Target driven visual navigation for a mobile robot using deep reinforcement learning

Abstract

Target-driven visual navigation remains a critical challenge for autonomous mobile robots (AMRs) operating in dynamic, unstructured environments. Traditional approaches relying on pre-built maps or GPS-based localization often fail in GPS-denied indoor spaces or scenarios requiring adaptation to unseen layouts. This dissertation presents a novel deep reinforcement learning (DRL) framework that enables AMRs to navigate toward alphanumeric targets using egocentric visual inputs, eliminating dependency on prior environmental knowledge.

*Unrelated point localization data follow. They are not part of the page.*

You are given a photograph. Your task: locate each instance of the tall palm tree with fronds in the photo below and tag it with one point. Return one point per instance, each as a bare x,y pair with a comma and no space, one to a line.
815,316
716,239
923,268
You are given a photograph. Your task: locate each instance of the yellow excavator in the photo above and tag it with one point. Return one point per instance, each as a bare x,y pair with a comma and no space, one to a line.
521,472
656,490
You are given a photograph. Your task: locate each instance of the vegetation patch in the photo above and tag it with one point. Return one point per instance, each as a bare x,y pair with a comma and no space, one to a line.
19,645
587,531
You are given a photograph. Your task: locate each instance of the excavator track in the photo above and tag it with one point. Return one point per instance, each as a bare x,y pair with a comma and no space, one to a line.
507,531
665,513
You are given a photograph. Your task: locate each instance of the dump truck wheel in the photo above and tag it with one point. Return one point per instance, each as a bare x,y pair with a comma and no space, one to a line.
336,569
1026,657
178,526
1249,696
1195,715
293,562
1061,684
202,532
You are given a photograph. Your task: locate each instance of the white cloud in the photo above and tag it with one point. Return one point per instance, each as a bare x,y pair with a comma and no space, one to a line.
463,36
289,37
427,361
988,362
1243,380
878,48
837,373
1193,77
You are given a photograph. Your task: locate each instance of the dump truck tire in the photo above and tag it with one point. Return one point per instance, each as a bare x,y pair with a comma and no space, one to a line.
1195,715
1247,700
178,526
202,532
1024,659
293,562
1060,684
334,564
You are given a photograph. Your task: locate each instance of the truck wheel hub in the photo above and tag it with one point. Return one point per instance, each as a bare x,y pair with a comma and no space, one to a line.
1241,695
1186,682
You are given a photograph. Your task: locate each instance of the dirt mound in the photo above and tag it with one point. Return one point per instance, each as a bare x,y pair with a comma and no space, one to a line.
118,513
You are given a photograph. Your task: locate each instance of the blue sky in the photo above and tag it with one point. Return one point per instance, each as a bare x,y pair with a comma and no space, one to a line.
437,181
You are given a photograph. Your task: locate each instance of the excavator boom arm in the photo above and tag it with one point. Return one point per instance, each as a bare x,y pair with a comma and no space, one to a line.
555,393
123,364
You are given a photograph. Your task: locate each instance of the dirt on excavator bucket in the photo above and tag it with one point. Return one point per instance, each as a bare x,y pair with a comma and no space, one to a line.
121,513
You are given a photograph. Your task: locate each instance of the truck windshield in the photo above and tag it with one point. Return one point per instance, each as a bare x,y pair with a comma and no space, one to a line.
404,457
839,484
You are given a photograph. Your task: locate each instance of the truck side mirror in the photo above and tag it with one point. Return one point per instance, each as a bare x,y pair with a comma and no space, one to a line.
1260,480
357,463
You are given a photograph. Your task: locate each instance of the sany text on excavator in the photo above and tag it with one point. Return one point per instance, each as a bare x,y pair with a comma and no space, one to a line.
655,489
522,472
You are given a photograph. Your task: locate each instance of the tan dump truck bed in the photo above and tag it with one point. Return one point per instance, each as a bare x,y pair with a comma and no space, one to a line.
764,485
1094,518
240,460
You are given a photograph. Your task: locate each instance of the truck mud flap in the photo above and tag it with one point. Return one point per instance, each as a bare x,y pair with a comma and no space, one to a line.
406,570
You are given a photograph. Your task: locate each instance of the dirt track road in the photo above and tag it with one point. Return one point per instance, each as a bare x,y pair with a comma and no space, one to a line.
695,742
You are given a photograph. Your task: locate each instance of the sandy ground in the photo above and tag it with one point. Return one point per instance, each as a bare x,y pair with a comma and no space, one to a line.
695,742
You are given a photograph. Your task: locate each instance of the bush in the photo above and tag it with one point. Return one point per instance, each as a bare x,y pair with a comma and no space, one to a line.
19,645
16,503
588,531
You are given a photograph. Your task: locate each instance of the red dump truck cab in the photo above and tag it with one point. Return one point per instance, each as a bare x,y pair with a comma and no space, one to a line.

The proposed framework integrates three key innovations: (1) zero-shot object detection for robust localization of numeric targets without class-specific training, (2) Transformer-based Optical Character Recognition (TrOCR) for discriminative feature extraction, and (3) Principal Component Analysis (PCA) to enhance numeric differentiation by reducing redundant visual information. Leveraging procedural environment generation via ProcTHOR, we create diverse corridor configurations with varying lighting, textures, and obstacle layouts to ensure generalization. The navigation policy is optimized through Proximal Policy Optimization (PPO), combining sparse rewards for target proximity with penalties for inefficient movements.

Experimental evaluations demonstrate that the proposed model achieves a 70% success rate in target navigation tasks, marking a significant breakthrough compared to baseline models that lack alphanumeric image recognition capabilities. This performance gap highlights the critical role of integrating visual-textual understanding for navigating alphanumeric targets.